Rock Art of Uganda

A public lecture by Catherine Namono

as part of the Public Lecture Series Rock Art & Symbolic Expression. A Southern Africa – France Dialogue

 

Thursday 26 July 2018

18.00 for 18.30 | Origins Centre Museum

Wits University, West Campus, Corner of Yale Road &, Enoch Sontonga Ave, Johannesburg

 

Catherine Namono is a researcher at the Rock Art Research Institute, University of the Witwatersrand, Johannesburg. Her focus is on developing an understanding of the complex symbolism of rock art in Africa based on the worldview, indigenous values and life rituals of the people who made the rock art.

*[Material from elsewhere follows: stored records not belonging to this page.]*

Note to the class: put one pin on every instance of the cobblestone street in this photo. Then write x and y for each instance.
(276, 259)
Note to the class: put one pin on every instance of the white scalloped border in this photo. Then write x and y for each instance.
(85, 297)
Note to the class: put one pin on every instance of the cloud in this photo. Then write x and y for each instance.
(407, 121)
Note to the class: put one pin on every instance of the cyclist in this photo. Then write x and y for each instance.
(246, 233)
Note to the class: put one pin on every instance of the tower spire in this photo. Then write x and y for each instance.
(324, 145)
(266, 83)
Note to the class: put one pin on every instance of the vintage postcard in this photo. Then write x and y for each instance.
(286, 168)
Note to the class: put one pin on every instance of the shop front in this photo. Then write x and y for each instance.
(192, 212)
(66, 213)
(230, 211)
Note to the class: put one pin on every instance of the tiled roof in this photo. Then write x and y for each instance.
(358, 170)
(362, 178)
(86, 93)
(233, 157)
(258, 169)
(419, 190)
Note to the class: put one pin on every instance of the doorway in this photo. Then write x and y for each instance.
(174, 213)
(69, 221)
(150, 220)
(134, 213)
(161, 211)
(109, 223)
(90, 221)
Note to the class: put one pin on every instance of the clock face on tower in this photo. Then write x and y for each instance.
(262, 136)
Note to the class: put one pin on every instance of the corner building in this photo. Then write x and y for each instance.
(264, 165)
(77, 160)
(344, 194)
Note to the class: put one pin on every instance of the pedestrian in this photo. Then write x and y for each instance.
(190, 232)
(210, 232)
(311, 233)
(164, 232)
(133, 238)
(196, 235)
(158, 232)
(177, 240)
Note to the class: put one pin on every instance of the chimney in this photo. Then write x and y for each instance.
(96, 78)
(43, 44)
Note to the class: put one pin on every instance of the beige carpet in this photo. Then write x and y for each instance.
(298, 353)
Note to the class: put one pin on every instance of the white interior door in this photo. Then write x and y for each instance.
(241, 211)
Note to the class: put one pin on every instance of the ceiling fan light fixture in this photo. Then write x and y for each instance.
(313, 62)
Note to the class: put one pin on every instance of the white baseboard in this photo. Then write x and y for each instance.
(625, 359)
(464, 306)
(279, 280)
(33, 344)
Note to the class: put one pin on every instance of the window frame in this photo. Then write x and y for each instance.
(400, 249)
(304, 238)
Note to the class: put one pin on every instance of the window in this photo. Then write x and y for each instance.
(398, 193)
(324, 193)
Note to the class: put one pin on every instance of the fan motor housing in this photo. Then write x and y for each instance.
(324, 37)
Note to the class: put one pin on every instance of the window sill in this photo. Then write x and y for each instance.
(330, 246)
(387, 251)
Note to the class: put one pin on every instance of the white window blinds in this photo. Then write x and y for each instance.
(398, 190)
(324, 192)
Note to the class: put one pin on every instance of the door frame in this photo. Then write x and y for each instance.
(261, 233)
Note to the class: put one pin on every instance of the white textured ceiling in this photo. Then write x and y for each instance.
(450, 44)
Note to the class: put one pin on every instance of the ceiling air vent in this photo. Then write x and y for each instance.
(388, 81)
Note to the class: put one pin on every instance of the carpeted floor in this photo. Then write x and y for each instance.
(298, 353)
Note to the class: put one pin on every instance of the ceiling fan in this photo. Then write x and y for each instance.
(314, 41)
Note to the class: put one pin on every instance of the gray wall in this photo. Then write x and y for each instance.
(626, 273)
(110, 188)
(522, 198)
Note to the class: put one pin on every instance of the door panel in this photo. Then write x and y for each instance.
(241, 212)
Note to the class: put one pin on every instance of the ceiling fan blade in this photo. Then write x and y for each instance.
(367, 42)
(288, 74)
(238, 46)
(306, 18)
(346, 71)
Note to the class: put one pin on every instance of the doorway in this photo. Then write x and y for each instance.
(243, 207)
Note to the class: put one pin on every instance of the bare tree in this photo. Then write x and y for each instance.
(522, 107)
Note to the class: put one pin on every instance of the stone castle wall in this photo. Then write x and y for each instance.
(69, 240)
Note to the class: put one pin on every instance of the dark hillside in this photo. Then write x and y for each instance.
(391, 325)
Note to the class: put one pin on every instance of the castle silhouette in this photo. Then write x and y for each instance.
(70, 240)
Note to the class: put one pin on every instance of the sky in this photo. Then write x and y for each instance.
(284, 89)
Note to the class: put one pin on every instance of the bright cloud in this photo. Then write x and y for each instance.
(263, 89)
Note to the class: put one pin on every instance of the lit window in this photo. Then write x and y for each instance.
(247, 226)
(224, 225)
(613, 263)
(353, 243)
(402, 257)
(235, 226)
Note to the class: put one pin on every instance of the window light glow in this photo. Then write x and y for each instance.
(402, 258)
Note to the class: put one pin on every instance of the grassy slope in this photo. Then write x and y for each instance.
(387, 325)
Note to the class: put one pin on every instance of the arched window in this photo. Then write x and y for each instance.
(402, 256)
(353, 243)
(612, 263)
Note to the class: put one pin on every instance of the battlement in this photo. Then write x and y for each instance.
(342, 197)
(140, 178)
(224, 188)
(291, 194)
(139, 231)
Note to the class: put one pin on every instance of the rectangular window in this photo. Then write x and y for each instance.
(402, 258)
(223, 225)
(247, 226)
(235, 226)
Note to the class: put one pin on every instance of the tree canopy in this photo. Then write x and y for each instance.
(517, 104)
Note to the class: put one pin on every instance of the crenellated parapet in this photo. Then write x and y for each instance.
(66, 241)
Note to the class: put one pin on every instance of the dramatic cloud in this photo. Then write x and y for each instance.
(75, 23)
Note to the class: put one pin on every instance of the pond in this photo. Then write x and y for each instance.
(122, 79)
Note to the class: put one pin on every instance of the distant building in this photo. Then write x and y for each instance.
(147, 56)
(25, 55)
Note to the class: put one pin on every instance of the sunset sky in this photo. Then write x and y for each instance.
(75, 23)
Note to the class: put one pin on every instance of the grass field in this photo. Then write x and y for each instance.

Dr Namono’s research in South Africa mainly focuses on farmer rock art of the Northern Sotho. Here she has demonstrated a link between girls’ initiation and particular motifs in the rock art. She is also investigating more broadly, depictions of colonial material culture and their probable symbolism in the rock art. Catherine is also engaged in a heritage tourism project with a Northern Sotho community on the Makgabeng, Limpopo Province, South Africa.

Her research in Uganda offered an interpretation of the geometric rock art of Uganda using a contextual interpretive approach based on Pygmy ethnographies. This study unlocked our understanding of how Pygmy groups experienced their cosmos. Her recent work on the naturalistic rock art of Uganda argues for symbolism associated with secret society spirit mediums in Karamoja.

Catherine is interested in extending these understandings of rock art to consider how present communities provide new symbolism and meaning to the rock art in Uganda and South Africa, through the use of approaches that include perceptions of landscape of past and present communities. Dr Namono is passionate about heritage management and conservation, community heritage tourism, the public and the heritagization of rock art, heritage and development as well as the inclusion of local indigenous voices in archaeological knowledge.